エッセイではこの二著から受けた影響について、学生時代の須永体験を交えつつ綴っています。アンソロジスト的な気質をお持ちだった須永さんにとって、日本幻想文学史そのものがひとつの大きな作品だったのではないか、ということも書きました。
須永さんを戦後文学史上の「オーパーツ」にも喩えましたが、今にして思うとやや伝わりにくい喩えだったかしらん。いや、オーパーツは誰でも知ってるよね?水晶ドクロや恐竜土偶は誰でも知ってるもんね?これまで書くことがなかった、私の筆名の由来についても触れています。機会がありましたらご一読ください。いや機会がなくてもぜひご一読ください。

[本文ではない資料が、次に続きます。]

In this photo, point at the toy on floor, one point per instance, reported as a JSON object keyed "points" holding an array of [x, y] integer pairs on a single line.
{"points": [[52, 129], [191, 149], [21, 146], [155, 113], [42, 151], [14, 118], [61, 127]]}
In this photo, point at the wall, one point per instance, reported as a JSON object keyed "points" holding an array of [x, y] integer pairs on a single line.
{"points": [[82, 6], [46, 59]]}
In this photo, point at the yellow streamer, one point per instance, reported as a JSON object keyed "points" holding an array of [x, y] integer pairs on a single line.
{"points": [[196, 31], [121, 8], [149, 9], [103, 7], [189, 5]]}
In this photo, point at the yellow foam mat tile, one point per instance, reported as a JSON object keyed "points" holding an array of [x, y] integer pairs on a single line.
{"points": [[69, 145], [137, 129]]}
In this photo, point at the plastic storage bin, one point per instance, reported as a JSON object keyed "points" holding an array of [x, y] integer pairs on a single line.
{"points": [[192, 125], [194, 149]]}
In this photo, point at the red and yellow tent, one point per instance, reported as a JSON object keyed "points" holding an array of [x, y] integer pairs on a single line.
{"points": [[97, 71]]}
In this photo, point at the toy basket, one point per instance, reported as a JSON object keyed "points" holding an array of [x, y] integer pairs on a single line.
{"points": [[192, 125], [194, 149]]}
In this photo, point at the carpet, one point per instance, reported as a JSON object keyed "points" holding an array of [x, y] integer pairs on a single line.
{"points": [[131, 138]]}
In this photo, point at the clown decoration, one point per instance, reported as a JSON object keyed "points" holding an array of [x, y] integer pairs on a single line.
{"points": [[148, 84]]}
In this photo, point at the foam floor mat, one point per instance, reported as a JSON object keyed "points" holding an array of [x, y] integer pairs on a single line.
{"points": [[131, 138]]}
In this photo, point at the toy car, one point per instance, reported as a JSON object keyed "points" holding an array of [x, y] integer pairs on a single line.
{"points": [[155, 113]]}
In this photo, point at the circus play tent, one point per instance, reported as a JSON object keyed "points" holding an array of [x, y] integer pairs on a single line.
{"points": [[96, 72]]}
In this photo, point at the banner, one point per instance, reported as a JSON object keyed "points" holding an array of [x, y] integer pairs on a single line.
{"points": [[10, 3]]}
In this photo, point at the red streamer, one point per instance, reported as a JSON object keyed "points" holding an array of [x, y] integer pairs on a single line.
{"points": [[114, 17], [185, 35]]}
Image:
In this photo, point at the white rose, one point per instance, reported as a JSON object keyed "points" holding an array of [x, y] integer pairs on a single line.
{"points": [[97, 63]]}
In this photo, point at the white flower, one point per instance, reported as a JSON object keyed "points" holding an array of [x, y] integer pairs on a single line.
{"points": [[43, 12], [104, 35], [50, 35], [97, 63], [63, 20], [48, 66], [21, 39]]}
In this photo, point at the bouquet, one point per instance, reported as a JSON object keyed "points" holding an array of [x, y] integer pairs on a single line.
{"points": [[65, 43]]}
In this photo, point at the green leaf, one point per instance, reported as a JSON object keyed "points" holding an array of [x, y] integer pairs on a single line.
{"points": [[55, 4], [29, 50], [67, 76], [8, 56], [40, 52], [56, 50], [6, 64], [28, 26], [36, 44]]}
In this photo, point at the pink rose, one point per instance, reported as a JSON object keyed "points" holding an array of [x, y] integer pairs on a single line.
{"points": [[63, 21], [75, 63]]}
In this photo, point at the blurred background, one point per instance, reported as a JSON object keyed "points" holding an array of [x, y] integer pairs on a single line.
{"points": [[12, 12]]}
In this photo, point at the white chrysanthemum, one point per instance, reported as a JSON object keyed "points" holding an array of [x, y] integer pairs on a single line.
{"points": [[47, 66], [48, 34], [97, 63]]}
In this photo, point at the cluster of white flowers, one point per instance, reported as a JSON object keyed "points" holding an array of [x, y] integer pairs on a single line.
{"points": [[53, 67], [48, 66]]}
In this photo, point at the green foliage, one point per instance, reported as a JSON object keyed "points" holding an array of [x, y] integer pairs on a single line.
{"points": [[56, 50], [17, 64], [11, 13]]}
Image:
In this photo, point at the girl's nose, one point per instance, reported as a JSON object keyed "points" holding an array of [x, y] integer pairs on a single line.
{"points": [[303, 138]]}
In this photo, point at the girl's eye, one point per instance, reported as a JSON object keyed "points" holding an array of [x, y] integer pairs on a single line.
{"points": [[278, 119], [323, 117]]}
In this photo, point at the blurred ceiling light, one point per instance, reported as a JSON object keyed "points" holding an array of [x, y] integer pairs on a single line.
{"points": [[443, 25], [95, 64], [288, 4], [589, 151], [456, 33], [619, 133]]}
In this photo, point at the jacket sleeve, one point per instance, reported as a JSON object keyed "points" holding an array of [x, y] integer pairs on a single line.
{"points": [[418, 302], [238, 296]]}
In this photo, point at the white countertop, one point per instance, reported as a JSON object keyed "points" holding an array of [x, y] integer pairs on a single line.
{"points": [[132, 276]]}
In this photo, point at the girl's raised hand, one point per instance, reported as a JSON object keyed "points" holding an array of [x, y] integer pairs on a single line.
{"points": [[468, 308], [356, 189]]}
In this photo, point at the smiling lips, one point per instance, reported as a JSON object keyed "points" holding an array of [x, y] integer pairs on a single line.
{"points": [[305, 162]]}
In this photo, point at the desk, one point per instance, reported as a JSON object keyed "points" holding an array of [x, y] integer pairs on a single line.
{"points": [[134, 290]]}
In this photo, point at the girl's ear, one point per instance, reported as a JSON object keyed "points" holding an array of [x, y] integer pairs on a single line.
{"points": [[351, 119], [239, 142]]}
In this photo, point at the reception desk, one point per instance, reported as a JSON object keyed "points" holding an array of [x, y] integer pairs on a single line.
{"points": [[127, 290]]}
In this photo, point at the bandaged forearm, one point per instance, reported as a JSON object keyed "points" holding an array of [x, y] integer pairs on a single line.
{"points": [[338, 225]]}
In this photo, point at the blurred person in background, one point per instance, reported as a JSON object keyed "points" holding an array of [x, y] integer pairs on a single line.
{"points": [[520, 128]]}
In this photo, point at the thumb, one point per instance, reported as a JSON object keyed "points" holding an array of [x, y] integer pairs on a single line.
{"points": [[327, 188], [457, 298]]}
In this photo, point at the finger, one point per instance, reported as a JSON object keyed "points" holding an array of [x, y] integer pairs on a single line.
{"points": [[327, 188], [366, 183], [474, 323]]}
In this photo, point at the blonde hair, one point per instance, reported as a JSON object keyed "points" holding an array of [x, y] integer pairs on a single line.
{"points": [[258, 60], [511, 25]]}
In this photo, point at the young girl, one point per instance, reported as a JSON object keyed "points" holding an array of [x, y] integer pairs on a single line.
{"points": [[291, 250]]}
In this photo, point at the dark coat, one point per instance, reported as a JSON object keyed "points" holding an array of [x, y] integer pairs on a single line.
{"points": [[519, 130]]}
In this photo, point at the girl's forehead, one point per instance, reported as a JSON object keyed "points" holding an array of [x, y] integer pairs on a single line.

今回の『ユリイカ』では学生時代の恩師・田中励儀先生が須永文学と泉鏡花の関わりについて詳細に論じておられます。今回のエッセイにも少し書きましたがわたしは落第学生でして、当時田中先生もご苦労をおかけしたので、こうして同じ雑誌でお仕事できたことを大変嬉しく思っています。
そのほか、高橋睦郎さんのインタビュー、東雅夫さんと礒崎純一さんの対談、菊地秀行さんや山尾悠子さんのエッセイなど読み応えあり。須永朝彦さんの文業を一望するには最適の一冊といえます。そういえば私は『ユリイカ』は今回が初登板だったのでした。